In America, many people saved their money, put it aside, and didn’t buy four or five houses with no job and no money down. They did what most people would consider the right thing, and what historically has been the right thing. But now, unfortunately, those people are being wiped out, because they are getting 0% return, or virtually no return, on their savings and their investments. We’re wiping them out at the expense of people who went deeply into debt, people who did what most people would consider the wrong thing at the expense of people who did the right thing. This, long-term, has terrible consequences for any nation, any society, any economy.

If you go back in history, you'll see what happened to the Germans when they wiped out their savings class in the 1920s. It didn’t lead to good things down the road for Germany. It didn’t lead to good things for Italy, which did the same thing. There were plenty of countries where it wiped out the people who saved and invested for their future. It’s usually a serious, political reaction, desperation in some cases, and looking for a savior and easy answers is usually what happens when you destroy the people who save and invest for the future.

Perhaps this is why, with so many economic indicators looking better and better, many people are not feeling it. 

3 comments:

Anonymous said...

By accounting definition the savings of one economic unit is equal to the debts of some other economic unit or units.
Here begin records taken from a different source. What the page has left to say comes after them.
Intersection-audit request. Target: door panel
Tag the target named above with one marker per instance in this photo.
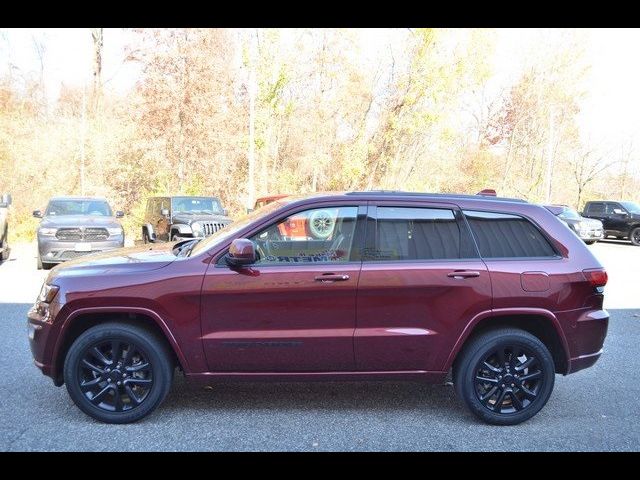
(294, 310)
(416, 291)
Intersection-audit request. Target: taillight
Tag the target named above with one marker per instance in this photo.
(596, 276)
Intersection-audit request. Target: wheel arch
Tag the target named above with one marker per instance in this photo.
(539, 322)
(83, 319)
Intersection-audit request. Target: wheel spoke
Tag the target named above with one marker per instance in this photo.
(492, 368)
(517, 404)
(117, 399)
(131, 394)
(528, 393)
(526, 364)
(531, 376)
(95, 351)
(499, 400)
(138, 367)
(489, 394)
(116, 350)
(91, 366)
(486, 380)
(86, 386)
(142, 382)
(98, 396)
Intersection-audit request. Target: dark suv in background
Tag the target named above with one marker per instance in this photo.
(588, 229)
(72, 227)
(168, 219)
(400, 286)
(619, 219)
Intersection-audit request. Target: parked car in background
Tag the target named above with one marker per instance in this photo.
(72, 227)
(168, 219)
(400, 286)
(619, 219)
(588, 229)
(5, 251)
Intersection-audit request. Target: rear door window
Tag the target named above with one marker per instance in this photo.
(502, 235)
(408, 233)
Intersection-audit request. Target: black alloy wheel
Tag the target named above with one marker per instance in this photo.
(504, 376)
(118, 373)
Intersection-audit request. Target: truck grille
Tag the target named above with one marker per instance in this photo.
(209, 228)
(80, 235)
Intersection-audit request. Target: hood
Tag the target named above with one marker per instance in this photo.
(79, 221)
(188, 219)
(124, 260)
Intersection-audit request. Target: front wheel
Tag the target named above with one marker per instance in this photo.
(118, 373)
(505, 376)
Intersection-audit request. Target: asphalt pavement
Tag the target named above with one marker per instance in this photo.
(595, 409)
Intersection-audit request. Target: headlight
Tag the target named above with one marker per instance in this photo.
(48, 293)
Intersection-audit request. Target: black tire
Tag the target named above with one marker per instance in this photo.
(149, 374)
(510, 405)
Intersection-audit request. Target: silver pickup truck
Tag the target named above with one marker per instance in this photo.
(5, 201)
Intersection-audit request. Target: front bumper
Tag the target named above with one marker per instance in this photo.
(42, 333)
(52, 250)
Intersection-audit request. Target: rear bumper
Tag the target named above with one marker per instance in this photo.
(585, 335)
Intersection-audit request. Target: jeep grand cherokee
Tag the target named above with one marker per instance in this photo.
(404, 287)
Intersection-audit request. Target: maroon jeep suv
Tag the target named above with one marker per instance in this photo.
(397, 286)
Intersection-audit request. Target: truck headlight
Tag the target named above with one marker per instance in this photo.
(48, 293)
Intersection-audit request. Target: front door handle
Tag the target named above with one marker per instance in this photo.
(332, 277)
(460, 274)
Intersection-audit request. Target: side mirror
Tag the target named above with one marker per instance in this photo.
(241, 252)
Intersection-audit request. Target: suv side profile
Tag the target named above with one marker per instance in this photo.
(619, 219)
(168, 219)
(498, 292)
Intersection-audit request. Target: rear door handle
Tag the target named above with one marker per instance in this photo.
(463, 274)
(332, 277)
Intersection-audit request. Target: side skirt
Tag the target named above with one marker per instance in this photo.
(409, 375)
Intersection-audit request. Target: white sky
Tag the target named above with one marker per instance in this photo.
(610, 110)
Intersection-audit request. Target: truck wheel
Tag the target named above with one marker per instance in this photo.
(118, 373)
(504, 376)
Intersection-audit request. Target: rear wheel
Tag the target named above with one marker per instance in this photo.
(118, 373)
(505, 376)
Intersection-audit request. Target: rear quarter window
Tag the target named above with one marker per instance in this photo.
(502, 235)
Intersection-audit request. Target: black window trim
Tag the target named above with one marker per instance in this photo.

Therefore the units that have wanted more financial savings have generated demand for other units to go into debt.

If this process has a natural saturation limit, which one expects of every natural process, then the moral failure is that of society as a whole, which means creditors should be punished for their "sins" along with debtors, and this is why bankruptcy law is a feature of private property with finance (capitalism).

Anonymous said...

The source interview is from Chris Martinson's "peak prosperity" is built from his "Crash course" looking at the economic consequenes of peak oil and other stressers against unlimited economic growth needed to pay on the 30 year debt binge we've been on.

I don't like the idea that inflationary policy is "punishing savers", although I have always been a saver. But what bothers me more isn't that inflation is going to steal my nest egg, but seeing a week in the hospital can drain a decade of hard earned savings. So living without buying into a $8000/year "sick insurance" scam is true gambling no matter how healthy you try to be.
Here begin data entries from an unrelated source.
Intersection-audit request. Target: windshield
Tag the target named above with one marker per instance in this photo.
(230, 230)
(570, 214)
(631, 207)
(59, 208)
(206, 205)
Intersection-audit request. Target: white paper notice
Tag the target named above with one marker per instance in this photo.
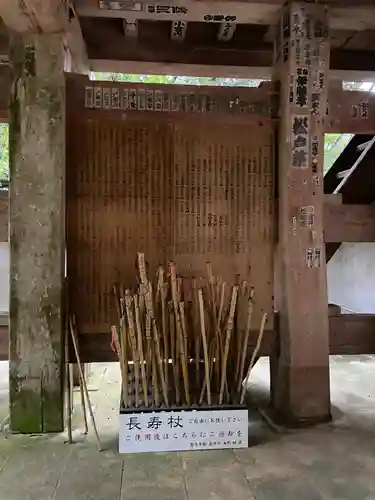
(183, 430)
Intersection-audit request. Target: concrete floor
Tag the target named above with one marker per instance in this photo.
(335, 461)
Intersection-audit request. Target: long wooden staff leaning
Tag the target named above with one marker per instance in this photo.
(133, 342)
(253, 357)
(140, 351)
(83, 380)
(227, 342)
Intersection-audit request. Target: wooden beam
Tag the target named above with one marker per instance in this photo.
(226, 60)
(352, 334)
(350, 17)
(349, 223)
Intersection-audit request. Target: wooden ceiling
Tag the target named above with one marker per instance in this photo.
(191, 37)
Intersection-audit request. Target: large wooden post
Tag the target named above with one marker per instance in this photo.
(300, 375)
(37, 232)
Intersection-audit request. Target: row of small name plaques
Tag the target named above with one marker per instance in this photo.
(112, 98)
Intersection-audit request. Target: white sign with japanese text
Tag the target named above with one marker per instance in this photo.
(183, 430)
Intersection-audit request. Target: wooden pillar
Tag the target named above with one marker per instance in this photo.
(37, 233)
(300, 375)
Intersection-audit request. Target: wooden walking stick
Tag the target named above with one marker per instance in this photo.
(174, 353)
(253, 357)
(83, 406)
(204, 343)
(69, 389)
(196, 334)
(140, 350)
(241, 365)
(184, 330)
(75, 345)
(227, 342)
(179, 339)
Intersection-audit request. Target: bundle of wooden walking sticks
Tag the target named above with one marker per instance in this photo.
(181, 345)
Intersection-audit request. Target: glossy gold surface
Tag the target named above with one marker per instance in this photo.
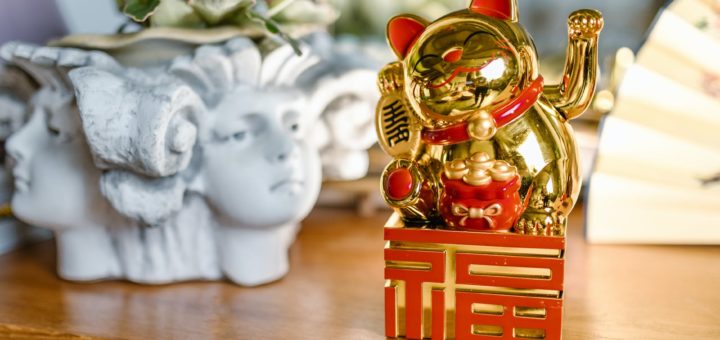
(461, 69)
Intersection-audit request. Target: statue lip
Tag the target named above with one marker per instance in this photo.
(21, 182)
(288, 184)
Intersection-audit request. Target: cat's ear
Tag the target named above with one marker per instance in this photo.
(403, 31)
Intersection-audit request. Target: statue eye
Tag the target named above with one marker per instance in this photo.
(240, 135)
(53, 131)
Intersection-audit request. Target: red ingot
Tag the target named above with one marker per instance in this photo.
(399, 184)
(494, 207)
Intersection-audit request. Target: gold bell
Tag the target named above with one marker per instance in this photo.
(480, 161)
(502, 171)
(482, 127)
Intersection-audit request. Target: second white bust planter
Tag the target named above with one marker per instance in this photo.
(200, 167)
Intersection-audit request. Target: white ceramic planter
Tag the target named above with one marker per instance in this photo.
(199, 166)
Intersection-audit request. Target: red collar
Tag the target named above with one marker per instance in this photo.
(503, 116)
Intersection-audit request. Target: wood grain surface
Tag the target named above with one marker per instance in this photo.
(334, 291)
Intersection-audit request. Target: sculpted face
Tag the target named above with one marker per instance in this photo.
(56, 183)
(258, 169)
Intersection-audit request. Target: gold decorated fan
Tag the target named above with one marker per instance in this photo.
(657, 173)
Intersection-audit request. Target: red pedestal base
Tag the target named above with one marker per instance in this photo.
(444, 284)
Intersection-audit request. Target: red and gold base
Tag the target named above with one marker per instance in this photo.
(443, 284)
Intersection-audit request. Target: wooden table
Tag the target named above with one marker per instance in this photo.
(334, 291)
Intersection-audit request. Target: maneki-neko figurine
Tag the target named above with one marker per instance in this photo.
(485, 172)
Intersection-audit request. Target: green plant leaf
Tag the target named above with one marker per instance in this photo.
(274, 28)
(140, 10)
(214, 11)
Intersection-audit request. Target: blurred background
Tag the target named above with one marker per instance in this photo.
(627, 28)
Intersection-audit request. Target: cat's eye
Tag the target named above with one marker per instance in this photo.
(427, 62)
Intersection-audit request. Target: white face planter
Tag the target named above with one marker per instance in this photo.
(196, 169)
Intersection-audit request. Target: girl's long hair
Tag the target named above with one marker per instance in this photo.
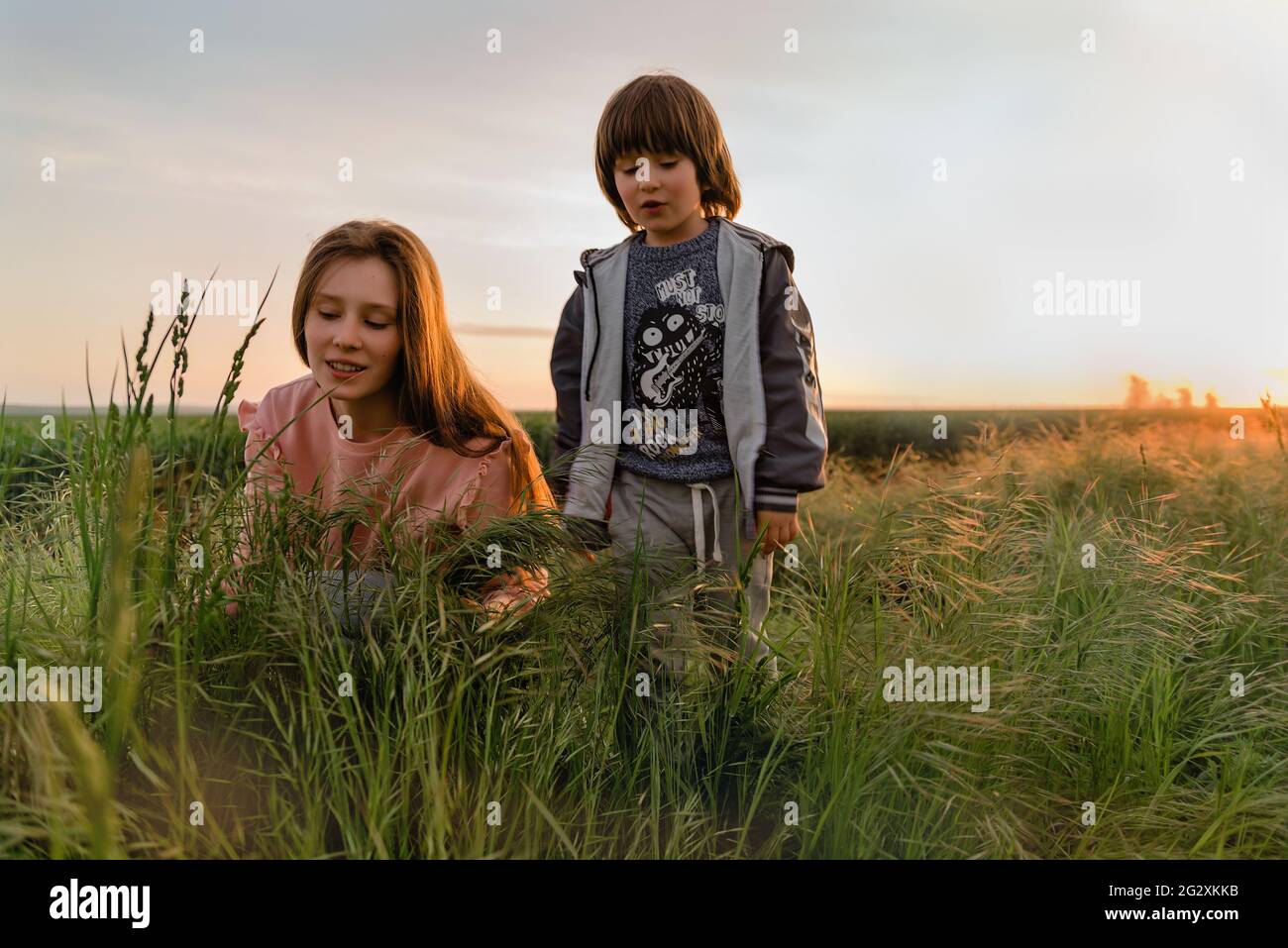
(439, 397)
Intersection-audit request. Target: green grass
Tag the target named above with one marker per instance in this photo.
(1111, 685)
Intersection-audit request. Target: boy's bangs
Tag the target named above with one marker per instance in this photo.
(648, 127)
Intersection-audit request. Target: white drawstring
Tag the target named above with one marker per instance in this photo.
(699, 535)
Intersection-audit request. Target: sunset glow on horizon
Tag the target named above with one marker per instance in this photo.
(1009, 222)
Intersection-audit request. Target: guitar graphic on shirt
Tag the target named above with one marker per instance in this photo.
(660, 381)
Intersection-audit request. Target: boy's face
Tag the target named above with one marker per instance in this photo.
(661, 192)
(353, 320)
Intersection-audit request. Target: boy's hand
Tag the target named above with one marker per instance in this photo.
(784, 527)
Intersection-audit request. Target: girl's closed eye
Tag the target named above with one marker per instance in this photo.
(370, 322)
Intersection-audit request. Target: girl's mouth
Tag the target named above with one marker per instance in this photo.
(344, 369)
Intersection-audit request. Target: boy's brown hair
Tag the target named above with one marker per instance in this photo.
(660, 114)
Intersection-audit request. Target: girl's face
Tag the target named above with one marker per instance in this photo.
(352, 324)
(661, 193)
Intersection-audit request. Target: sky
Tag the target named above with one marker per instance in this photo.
(947, 174)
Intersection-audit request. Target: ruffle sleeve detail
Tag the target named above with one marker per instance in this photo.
(267, 471)
(485, 494)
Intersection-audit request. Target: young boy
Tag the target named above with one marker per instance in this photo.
(684, 369)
Inflation is yet a mild danger (compared to economic collapse of domino defaults of leveraged debt of an accidental or manufactured liquidity crisis)

The idea of retirement for a saver can produce unlimited anxiety, since there is no amount of money you can save that can protect you in your old age. And it is offensive to ones sensibilities that we will grow old, become a burden, and the best legacy we can leave is to work hard to afford the path to our own graves. That's about as depressing as I can imagine.

I've thought about Dicken's "Christmas carol", and even if intentional propaganda, it shows what happens when you let fear and resentment lead your perspective. So I've not escaped that fate, but at least I don't have any illusion that hoarding silver and gold is a path to security.

Anonymous said...

In referencing Germany and Italy, So you are saying inflation leads to fascism and ultranationalism?